How to query list field in dremio

I have one table which consists of list data in one column.

company|brand
'ABC' | [1]
'DEF' | [2,3]
'XYZ' | [1,3]

i’m using where condition with in

select * from table where brand in (1,3)

but im getting error

Failure finding function: equal(list<int32>, int32) Failure finding function: equal(list<int32>, int32)

Hi @Jaikumar_Chandrapalk

Are you getting the above error on Dremio? Is this a table on Hive.What happens if you run the same SQL via Hive shell or beeline?

Thanks
@balaji.ramaswamy

@balaji.ramaswamy I’m using Dremio & dataset is of Mongo

1 Like

@Jaikumar_Chandrapalk were you able to find a solution to this issue? I’m experiencing it as well.

I’m looking for a solution to this problem as well.

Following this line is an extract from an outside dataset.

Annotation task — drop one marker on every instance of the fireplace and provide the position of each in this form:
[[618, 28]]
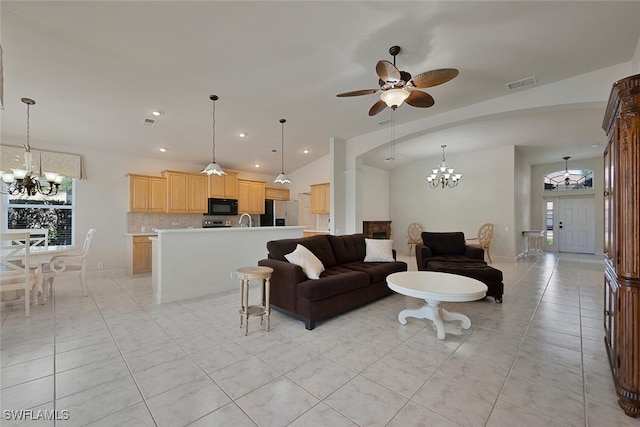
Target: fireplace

@balaji.ramaswamy can you help?

cc/ @rhanks

Hey Guys,
Even I’m experiencing the same problem while querying a list data type(json array) in Dremio while it works well in hive.

Query i have ran:
SELECT * FROM <table_name> where <column_name> != ‘[]’

Error i’m getting is:
Failure finding function: equal(list<struct<start::varchar, company_name::varchar, last_updated::varchar, title::varchar, linkedin_company_url::varchar, end::varchar, location::varchar, description::varchar>>, varchar)

Can anyone help me on this. We are looking for an early solution to consider Dremio for our business usecases.

Thanks,
Jalandhar

Hello @jalandhar,

First of all, you need to unnest the column to run queries on it.Please review the below link.

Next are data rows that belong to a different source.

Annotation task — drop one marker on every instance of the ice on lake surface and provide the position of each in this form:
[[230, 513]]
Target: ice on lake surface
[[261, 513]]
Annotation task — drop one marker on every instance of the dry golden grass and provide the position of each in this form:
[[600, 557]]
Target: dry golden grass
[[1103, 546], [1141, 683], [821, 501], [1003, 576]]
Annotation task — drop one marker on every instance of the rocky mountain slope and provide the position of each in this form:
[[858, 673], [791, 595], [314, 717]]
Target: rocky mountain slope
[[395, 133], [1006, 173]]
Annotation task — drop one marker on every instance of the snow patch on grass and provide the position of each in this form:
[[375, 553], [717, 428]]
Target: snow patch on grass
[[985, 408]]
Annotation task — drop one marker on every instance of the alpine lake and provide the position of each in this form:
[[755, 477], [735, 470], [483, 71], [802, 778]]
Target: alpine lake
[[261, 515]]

https://docs.dremio.com/working-with-datasets/data-curation.html#dealing-with-mixed-types

Thanks,
@Rakesh_Malugu

Thanks @Rakesh_Malugu for the info.

I have already went through that link.

My use case is completely different. I have a huge dataset where one of the field is a list (array of jsons). In few of the fields we do have an empty list ([]) and we need to filter them.
If i unnest or flatten it, it will expand to a different dataset and i won’t get the exact count by that way.

I simply need to query the records having that field as empty list.

Thanks,
Jalandhar

@jalandhar

Is it possible to provide the dataset?

You can change the data values no worries thats not the priority. It is just the format I need.

Thanks,
@Rakesh_Malugu

@Rakesh_Malugu
As i can’t share the exact dataset, i have prepared a sample dataset for sharing purpose.
Please find the below 2 sample json records for this use case:
{“column1”:[],“column2”:[],“column3”:“AB”}
{“column1”:[{“org”:“ABC”,“date”:“Feb 2010”,“type”:“Scholarship”}],“column2”:[],“column3”:“AB”}

So, what i need is to get all the records where column1 is [] (empty list).

Thanks,
Jalandhar

@jalandhar

I’m not able to read the provided sample data from Dremio.

I would like you to re-format and test in Dremio and update it back please.

Thanks,
@Rakesh_Malugu

@Rakesh_Malugu,
Thanks for checking that.
Looks like the json format got changed while copy pasting into the editor.

I’m attaching the sample file for which i have tested in Dremio.

dremio_test.json.zip (695 Bytes)

Please let me know if you are still not able to read the file in dremio.

Thanks,
Jalandhar

@jalandhar

This is a known issue with Dremio. FLATTEN function eliminating rows when they contain an empty array.

This will be get fixed in future release.

Thanks,
@Rakesh_Malugu

Thanks @Rakesh_Malugu for the clarification.

For we have found an alternative to query empty list using below query:
SELECT count(*) FROM <table_name> where list_field[0] is null;